20. Hancurnya Harapan

109 10 6
                                    

Perbedaan dalam cerita ini dengan sejarah aslinya, murni merupakan pengembangan fiksi

(Ini chapter terpanjang dari story ini. So, enjoy!)

***

MATAHARI MULAI MENAMPAKKAN dirinya dari sebelah timur. Sedari pagi buta, Serana terbangun dan memilih membaca buku sampai sekarang.

"Hiks.." isak tangis lolos dari bibirnya. Serana menyeka air matanya yang turun, "Mengapa akhir ceritanya begitu tragis?"

Dirinya tengah membaca buku romansa yang dipinjamkan oleh Shima. Walau Shima sudah mengatakan akhir bukunya akan sedih, Serana tetap bersikeras untuk membacanya.

"Rana, ada apa?"

Hasa yang baru bangun, langsung duduk di tempat kosong sebelah Serana. Hasa pun menyelipkan rambut Serana di belakang telinga wanita itu, untuk melihat wajahnya lebih jelas.

"Kau menangis?"

Serana mengangguk, "Novel ini sedih sekali."

"Memang tentang apa ceritanya?" tanya Hasa lembut.

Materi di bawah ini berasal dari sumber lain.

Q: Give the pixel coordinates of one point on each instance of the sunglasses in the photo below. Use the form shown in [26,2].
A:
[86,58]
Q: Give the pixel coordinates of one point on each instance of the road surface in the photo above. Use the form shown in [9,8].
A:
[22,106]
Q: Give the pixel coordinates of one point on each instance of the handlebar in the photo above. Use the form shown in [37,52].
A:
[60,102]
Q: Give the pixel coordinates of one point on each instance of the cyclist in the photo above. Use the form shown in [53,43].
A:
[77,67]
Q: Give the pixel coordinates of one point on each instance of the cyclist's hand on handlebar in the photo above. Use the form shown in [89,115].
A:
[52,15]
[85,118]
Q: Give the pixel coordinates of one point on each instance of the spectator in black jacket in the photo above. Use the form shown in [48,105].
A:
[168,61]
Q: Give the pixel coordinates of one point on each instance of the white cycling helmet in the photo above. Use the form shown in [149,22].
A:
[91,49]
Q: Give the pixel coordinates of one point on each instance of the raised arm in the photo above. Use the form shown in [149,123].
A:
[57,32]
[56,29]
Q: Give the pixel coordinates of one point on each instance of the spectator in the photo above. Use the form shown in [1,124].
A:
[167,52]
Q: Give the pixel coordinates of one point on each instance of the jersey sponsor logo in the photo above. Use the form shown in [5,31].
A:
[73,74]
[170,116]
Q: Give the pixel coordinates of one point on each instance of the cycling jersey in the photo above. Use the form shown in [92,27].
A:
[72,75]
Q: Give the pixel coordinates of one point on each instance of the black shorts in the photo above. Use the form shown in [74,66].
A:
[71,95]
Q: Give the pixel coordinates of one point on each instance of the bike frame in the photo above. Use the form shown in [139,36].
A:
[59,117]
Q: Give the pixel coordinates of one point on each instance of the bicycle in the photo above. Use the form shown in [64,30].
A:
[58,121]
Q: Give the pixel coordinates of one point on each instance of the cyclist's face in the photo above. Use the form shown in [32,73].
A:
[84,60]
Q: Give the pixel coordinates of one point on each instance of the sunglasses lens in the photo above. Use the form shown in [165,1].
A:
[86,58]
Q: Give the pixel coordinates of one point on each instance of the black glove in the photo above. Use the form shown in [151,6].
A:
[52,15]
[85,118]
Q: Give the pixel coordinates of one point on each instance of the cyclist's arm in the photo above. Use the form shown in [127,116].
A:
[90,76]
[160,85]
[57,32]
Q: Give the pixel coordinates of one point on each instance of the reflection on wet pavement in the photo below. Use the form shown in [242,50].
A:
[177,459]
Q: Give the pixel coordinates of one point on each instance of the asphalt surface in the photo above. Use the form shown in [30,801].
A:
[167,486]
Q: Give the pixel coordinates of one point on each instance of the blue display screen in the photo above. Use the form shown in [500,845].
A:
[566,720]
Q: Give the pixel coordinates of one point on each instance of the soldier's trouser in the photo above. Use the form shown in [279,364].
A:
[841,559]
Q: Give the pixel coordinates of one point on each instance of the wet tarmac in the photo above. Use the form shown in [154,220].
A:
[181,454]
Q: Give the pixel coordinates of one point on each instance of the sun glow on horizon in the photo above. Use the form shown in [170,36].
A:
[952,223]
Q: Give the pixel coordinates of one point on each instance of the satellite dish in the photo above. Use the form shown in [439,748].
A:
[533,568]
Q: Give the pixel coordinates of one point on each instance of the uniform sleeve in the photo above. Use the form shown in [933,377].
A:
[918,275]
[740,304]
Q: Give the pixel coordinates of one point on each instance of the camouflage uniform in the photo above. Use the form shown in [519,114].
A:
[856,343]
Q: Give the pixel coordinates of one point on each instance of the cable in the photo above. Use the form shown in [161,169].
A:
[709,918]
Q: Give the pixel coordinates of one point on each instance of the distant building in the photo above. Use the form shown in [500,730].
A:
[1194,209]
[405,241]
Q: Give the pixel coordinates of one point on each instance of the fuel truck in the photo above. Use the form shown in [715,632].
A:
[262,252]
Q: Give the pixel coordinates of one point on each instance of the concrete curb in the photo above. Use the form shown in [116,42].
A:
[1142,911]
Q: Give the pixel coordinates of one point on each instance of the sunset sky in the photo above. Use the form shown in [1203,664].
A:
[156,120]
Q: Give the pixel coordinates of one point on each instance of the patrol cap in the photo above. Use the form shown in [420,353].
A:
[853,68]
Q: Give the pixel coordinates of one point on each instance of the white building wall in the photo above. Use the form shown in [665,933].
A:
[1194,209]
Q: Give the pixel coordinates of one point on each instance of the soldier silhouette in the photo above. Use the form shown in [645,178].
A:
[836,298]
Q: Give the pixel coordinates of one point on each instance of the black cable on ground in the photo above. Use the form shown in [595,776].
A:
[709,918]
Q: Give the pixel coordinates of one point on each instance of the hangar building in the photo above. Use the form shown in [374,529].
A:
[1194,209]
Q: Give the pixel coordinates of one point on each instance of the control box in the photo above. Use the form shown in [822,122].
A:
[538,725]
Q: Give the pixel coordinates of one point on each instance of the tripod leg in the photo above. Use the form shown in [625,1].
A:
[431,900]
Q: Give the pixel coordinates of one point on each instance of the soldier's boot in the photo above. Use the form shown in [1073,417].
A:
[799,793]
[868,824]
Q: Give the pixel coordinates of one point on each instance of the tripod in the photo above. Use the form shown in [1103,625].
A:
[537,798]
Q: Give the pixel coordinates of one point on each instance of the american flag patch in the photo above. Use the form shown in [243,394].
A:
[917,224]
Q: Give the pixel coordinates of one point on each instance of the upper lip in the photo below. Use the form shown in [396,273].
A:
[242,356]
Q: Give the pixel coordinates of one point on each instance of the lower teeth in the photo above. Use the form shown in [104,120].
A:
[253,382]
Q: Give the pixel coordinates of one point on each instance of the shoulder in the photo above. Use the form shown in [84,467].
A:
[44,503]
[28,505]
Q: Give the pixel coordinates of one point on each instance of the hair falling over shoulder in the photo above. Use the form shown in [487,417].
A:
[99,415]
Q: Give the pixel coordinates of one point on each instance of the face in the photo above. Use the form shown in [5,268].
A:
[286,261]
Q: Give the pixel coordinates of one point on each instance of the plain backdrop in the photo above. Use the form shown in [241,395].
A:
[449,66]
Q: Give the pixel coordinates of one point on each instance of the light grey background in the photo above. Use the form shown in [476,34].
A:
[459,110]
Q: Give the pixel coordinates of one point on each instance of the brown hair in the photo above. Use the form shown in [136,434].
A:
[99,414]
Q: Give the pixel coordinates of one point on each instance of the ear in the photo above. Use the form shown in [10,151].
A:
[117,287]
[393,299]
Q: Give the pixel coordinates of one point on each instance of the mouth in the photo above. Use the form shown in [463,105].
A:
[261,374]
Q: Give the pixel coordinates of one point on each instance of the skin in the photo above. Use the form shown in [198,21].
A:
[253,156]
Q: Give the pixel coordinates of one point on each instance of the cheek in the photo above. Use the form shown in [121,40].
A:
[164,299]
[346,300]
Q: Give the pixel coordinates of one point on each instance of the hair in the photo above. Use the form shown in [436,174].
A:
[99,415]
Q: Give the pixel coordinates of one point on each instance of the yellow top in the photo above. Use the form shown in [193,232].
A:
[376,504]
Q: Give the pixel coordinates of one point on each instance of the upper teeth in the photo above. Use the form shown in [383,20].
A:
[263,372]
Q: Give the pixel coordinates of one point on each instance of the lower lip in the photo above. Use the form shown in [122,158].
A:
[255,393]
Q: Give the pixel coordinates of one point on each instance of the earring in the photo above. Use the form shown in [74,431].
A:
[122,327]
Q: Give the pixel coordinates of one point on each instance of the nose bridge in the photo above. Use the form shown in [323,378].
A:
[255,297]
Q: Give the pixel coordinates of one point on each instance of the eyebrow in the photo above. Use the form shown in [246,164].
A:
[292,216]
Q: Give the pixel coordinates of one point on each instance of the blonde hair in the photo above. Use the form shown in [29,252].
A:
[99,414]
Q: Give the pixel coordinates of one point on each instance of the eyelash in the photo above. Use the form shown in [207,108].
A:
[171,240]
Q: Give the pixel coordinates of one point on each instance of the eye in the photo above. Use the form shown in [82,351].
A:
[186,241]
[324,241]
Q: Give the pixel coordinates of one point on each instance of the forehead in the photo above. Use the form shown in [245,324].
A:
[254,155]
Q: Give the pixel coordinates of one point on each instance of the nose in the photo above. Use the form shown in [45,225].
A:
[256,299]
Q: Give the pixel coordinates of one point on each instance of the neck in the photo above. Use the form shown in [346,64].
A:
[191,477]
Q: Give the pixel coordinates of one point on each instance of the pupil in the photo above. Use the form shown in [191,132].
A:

"Tentang sepasang kekasih yang saling mencintai. Namun menjelang akhir cerita, mereka harus berpisah ketika sang gadis mendadak kehilangan ingatannya karena sebuah insiden. Walau sang pria sudah mencoba mendekati kekasihnya lagi dengan berbagai cara, gadis itu masih tetap tidak ingat apa-apa. Lalu ketika ada penembakkan massal, sang pria melihat sang gadis yang tengah terkepung dan dengan sigap melindunginya dari peluru. Ia pun tewas di tempat karena hal itu. Yang lebih sedihnya, sang gadis baru mengingat memori mereka ketika kekasihnya sudah tiada," jelas Serana.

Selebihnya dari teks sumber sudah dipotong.